The problem is one that should have been anticipated. We live in a world in which new technologies are emerging and being developed at a pace that outstrips the ability of many of our technical college teachers to understand and then properly educate their students about. As a result, some vocational school students are being taught skills that are of little use in today's fast-moving world.

It is not the students' fault because those most in need of further education are often the teachers themselves. Of course they should be going on self-improvement and "refresher" courses but money for these is almost non-existent. That is why the Office of the Vocational Education Commission this week asked the government to allocate funds for teacher training and provide instructional media for teaching. It also seeks to fill a shortfall of 8,936 new vocational teachers throughout the country for the 2013 academic year at a cost of 1.6 billion baht if it can find them. A previous request was turned down.

It makes little sense to train vocational school students in the technicalities of fixing outmoded analogue CRT televisions when the country is switching over to digital flat screen TVs. Yet many teachers are unable to instruct their students in the maintenance and repair of widescreen TVs because they do not know how, claims one senior representative of the commission, citing a relevant example. Rapid advances are also being made in the fields of automotive engineering, telecoms, graphic design and computer maintenance for which a demand exists in the job market, but only for those who have been well trained.

Unfortunately that excludes a sizeable number of today's university graduates whose skills and areas of specialisation fail to match the needs of the labour market.
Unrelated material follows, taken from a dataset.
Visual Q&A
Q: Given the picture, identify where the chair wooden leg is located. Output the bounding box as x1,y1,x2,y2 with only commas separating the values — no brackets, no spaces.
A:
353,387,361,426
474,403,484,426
For years they have been crammed into large classes and required to learn from teachers whose own depth of knowledge and motivation may have been lacking, especially in language teaching. As a result, hundreds of thousands of students usually remain unemployed months after receiving their coveted degrees. These degrees have already been widely devalued by the common practice of listing them as entry-level requirements for the most mundane of jobs, an indication that some employers are losing confidence in traditional educational qualifications. In contrast, those receiving diplomas certifying satisfactory completion of occupational training courses tend to do rather better because they have manual skills that are much in demand.
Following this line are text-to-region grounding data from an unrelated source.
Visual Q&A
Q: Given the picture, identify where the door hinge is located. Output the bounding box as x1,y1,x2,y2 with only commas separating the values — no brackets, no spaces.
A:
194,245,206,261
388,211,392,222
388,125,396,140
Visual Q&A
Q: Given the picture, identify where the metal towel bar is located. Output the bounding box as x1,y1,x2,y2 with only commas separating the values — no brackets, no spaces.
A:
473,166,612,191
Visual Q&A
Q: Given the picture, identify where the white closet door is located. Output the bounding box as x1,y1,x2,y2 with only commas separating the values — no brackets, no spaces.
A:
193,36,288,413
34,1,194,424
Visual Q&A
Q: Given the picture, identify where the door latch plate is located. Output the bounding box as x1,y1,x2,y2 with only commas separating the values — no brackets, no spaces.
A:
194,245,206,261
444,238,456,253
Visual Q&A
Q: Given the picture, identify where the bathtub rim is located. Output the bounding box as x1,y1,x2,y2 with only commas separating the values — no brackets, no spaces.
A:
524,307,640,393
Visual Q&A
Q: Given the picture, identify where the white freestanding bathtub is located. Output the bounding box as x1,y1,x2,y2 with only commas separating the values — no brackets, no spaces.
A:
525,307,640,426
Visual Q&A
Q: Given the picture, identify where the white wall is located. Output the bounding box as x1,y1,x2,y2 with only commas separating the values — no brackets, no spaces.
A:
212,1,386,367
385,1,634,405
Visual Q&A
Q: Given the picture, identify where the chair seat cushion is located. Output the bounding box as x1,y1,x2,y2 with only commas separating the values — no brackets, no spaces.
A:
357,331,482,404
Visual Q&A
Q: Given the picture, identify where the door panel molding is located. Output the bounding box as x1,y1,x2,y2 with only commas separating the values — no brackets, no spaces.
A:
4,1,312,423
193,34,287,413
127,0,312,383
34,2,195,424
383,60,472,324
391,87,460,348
We live in an age of increasing job specialisation where advanced skill sets are sought after. This is why students need dedicated knowledgeable teachers who can provide proper career guidance and information on market trends. Administrators and those allocating budgets who fail to recognise this are short-changing their students and disrupting the smooth running of the country, as it leads to unnecessary training and re-training of the newly-emerging work force. Our education system suffers from a shortage of investment and an excess of muddled thinking. Compounding this is the whole outdated system of learning by rote which stifles initiative, a lack of encouragement for critical, innovative thinking and the overall inflexibility that leaves students largely unprepared for the tough, unforgiving world beyond the campus gates.